Alparslan’ın sultan olup vezirliğe Nizamülmülk (ö.HÇ485/M.1092)’ü getirmesiyle Eş’arilik yeniden canlanıp hızla yayılmaya başladı. Zira Nizamülmülk koyu bir Eş’ari olduğu gibi, ilme ve ilim adamlarına büyük değer veren bir insandı. Bu sebeple İmam el- Harameyn el- Cüveyni (ö.H.478/M.10859 ve Ebu Hamid el- Gazali (ö.H.505/M.1111) gibi Eş’ari okuluna mensup olan ilim adamları büyük ölçüde onun destek ve yardımlarına mazhar oldular. Bağdat ve Nişabur’da kurulan Nizamiye medreselerinde , Sünni özellikle Eş’ari sistemi okutuldu. Böylece Eş’arilik devletin resmi mezhebi haline geldi. Sünniliğe mağlup olan ve Sünniliğin yaygın olduğu Bağdad ve civarında tutunamayan Mutezile, Harizm taraflarına kaydı. Burada Mutezile fırkasının yayılmasında ilim ve fazlı ile şöhret yapmış olan Mahmut b. Cerir el-Isfahani (ö.H.507/M.1113) büyük rol oynadı. Onun bu hareketi , daha sonra öğrencisi Mahmut ez-Zemahşeri (ö.H.538/M.1143) tarafından devam ettirildi. Zemahşeri meşhur “el-Keşşaf an Hakaik Gavamiz et-Tenzil” isimli tefsirini de itizal prensiplerine göre yazdı.[13]

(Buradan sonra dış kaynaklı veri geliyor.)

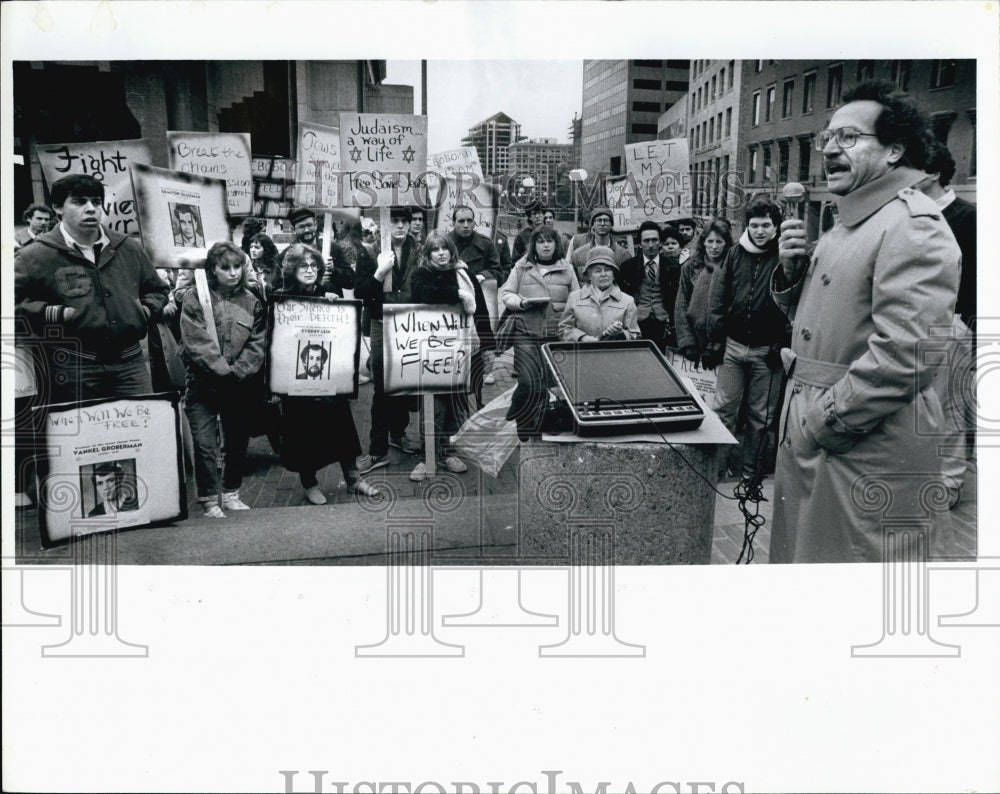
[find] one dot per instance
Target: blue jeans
(745, 369)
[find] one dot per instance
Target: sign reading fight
(107, 162)
(658, 173)
(317, 167)
(221, 155)
(315, 347)
(110, 465)
(384, 157)
(427, 348)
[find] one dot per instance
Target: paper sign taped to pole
(384, 157)
(220, 155)
(660, 172)
(427, 348)
(108, 162)
(317, 167)
(181, 215)
(315, 347)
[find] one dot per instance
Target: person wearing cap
(651, 278)
(601, 221)
(533, 214)
(599, 310)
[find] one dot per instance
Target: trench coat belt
(811, 372)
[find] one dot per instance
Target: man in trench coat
(861, 425)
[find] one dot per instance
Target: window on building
(808, 92)
(783, 155)
(899, 73)
(805, 152)
(943, 73)
(866, 71)
(787, 94)
(834, 85)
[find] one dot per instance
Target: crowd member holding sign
(441, 277)
(96, 289)
(316, 431)
(599, 310)
(694, 293)
(651, 278)
(748, 331)
(223, 351)
(536, 290)
(387, 280)
(877, 283)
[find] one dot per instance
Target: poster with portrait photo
(109, 464)
(180, 215)
(315, 347)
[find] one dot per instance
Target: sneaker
(452, 463)
(231, 501)
(315, 496)
(404, 444)
(212, 510)
(364, 488)
(367, 463)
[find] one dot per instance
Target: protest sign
(702, 379)
(110, 464)
(660, 175)
(427, 348)
(180, 215)
(384, 158)
(315, 347)
(220, 155)
(317, 167)
(108, 162)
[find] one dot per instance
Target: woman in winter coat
(441, 277)
(537, 289)
(219, 366)
(318, 431)
(694, 294)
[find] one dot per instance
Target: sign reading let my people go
(384, 159)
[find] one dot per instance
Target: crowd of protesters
(828, 331)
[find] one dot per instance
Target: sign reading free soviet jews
(107, 162)
(384, 158)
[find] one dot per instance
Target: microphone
(793, 199)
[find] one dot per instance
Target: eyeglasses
(846, 137)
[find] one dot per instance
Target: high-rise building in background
(491, 137)
(622, 101)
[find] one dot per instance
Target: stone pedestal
(592, 503)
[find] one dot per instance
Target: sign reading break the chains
(427, 348)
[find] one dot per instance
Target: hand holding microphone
(792, 244)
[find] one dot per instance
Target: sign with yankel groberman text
(108, 163)
(384, 157)
(220, 155)
(427, 348)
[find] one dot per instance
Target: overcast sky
(541, 95)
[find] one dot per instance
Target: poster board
(108, 162)
(317, 167)
(180, 215)
(427, 348)
(315, 347)
(125, 452)
(660, 172)
(384, 158)
(220, 155)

Mutezile reislerinin sonuncusu olarak , Harizm’de itizali fikirlerin yayılmasına çalışan ve Timurleng’in yakın arkadaşı el- Harizm’i (ö.H.805/M.1402) yi görüyoruz. Daha sonra itizali cereyanların Şia’nın bir kolu olan Zeydiyye tarafından kısmen yürütüldüğünü görüyoruz .İbn-el-Murtaza (ö.H.840/M.1436) gibi Zeydi imamının Mutezile’yi savunması , yaymak istemesi bu gerçeği desteklemektedir. Bu gün dahi Şia’nın özellikle Yemen’de yaygın bulunan Zeydiyye’nin önemli itizali fikirleri yaşattığı bilinmektedir.[14]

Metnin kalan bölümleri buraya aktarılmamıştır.